Last year, he hosted a private screening of the "Great Gatsby" in Yangon attended by his friend, Baz Luhrmann, the movie's director. Next, he says, he might consider inviting Wes Anderson for a similar private screening of his latest movie, "Grand Budapest Hotel," or organize a larger film festival.

When W Magazine staffers made a trip to the country last year to produce a 20-photo spread by photographer Tim Walker, Pun was, of course, in the loop. The series, titled "Gilt Trip," featured model Edie Campbell wearing Lanvin-label clothes near the sacred Golden Rock, a Buddhist pilgrimage site south of Yangon, and jumping with Kayan tribal "long-neck" women with brass rings around their necks.

Later in the day, Pun rides in a large white Toyota minivan to TS1, replying to emails on his phone in the back seat—an impressive feat considering that Myanmar's primitive telecom system doesn't support such services in most places.
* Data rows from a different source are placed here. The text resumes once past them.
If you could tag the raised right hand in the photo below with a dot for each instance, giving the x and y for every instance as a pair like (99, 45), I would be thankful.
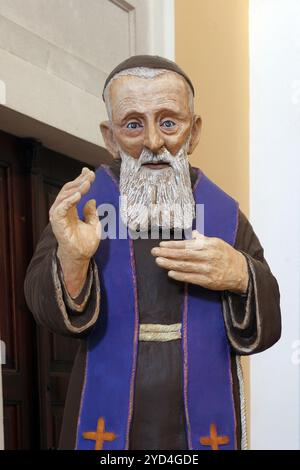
(77, 240)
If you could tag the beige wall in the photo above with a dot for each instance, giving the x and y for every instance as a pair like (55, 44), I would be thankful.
(212, 47)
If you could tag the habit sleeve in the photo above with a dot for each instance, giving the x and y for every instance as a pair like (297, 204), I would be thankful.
(253, 321)
(48, 299)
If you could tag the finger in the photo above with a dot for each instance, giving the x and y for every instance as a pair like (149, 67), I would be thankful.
(193, 278)
(196, 234)
(182, 254)
(195, 244)
(82, 184)
(62, 209)
(86, 176)
(182, 266)
(90, 213)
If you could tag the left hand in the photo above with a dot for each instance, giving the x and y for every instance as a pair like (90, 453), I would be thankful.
(206, 261)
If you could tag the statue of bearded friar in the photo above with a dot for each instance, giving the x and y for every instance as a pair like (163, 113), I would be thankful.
(165, 304)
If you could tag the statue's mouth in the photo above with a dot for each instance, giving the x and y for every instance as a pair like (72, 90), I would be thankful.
(156, 165)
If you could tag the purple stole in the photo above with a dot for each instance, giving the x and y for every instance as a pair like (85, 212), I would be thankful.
(108, 390)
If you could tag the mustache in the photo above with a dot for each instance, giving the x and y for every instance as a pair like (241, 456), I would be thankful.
(149, 157)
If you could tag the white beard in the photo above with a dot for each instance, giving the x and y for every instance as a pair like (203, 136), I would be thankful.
(156, 198)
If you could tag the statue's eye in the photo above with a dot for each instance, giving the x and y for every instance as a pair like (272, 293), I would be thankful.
(133, 125)
(168, 123)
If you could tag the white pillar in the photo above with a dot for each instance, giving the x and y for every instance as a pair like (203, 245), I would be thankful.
(275, 210)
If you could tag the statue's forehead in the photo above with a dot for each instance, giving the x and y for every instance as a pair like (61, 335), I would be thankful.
(166, 86)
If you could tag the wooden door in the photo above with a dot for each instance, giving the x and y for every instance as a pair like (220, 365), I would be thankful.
(17, 329)
(36, 375)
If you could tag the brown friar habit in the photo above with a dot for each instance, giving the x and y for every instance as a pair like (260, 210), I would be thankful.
(158, 420)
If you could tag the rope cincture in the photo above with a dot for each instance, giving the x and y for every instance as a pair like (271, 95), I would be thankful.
(158, 332)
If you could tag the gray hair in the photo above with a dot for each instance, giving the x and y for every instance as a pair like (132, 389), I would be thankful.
(141, 72)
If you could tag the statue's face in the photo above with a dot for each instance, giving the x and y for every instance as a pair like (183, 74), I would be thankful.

It's OK, though, because the van is kitted out with its own Wi-Fi.
At TS1, he inspects products from its new retail offering, including furniture from the avant-garde, Chinois-style luxury brand Lala Curio, a Hong Kong-based interior designer. He sits on a $3,600 couch and picks up a decorative item of peacock feathers stuck on a wooden block, checking its retail price. It is $65.
His hope, he says, is that he helps create an environment that "isn't just for Yangon, but is about what we believe is cool, and are bringing here to Yangon." And it certainly doesn't feel out of place in such a rough-hewn country, he says.

"It is not too early to start thinking about this" in Myanmar, he says, leaning back in his chair. "Wages are increasing, wealth is increasing—we don't know how long this is going to take, but it will happen.